The El Paso shooter told authorities at the time that he was specifically targeting Mexicans. Investigators also found that Crusius shared his concerns online about the Hispanic invasion of Texas. He drove from the northern suburbs of Dallas to El Paso – 650 miles – to perpetuate his terror.

“What allows this to spread are social media and the very powerful platforms that are not yet regulated,” Escobar said. “As we dialogue and seek to do better and create a country where families can live free from fear, I hope that we can find concrete answers and I hope that the Congress develops the political will and the courage to protect everyone. “

Opponents of white supremacy must transform grief from tragedies like the El Paso shooting to a sense of urgency in the fight against domestic terrorism, said Joshua Geltzer, U.S. Deputy Homeland Security Advisor and Deputy Assistant to President Joe Biden on Domestic Terrorism.

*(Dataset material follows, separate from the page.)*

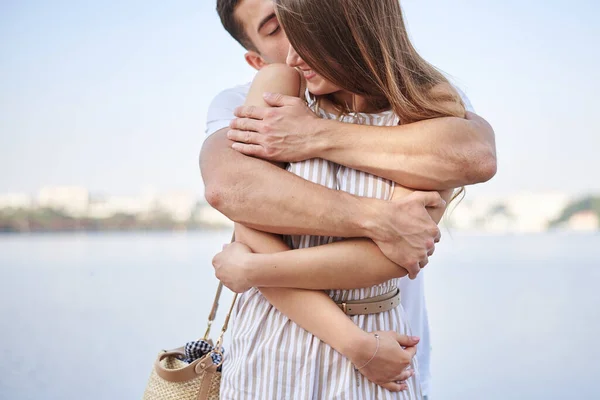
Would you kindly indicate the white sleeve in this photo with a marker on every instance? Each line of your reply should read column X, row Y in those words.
column 220, row 111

The White House recently developed a national strategy to combat domestic terrorism. The strategy aims to assess threats, prevent attacks and give law enforcement and prosecutors the tools to respond effectively when attacks occur, he said.

The approach also calls for combating “the racism that fuels the terrorism that we saw in El Paso” by tracking gun movements and combating white supremacist disinformation spread online, Geltzer added.

Brenda Castillo

This misinformation includes blaming Hispanics for the spread of COVID-19 and to invade the border, said Brenda Castillo, CEO of the National Hispanic Media Coalition.

“I was not surprised by another terrorist attack by a white terrorist,” she said of the El Paso Walmart killings.

Castillo said social media contributed to the crisis by running ads for then-President Donald Trump that spread false information about migrants on the US-Mexico border.

“These advertisements were intended to spread hatred and misinformation about Mexicans, immigrants and all the other native browns that Trump considered criminals and rapists, ”she said. “To social media companies, we say enough is enough. How many more must die before we hold social media companies accountable for the violence and harassment that results from their inaction? “

Castillo said his coalition has asked these media to disclose how their English-Spanish translation algorithms work and how Spanish posts are moderated, and by whom.

“To prevent future massacres, we must stop the hatred and misinformation online. Self-regulation of the platform does not work. A federal agency must apply it.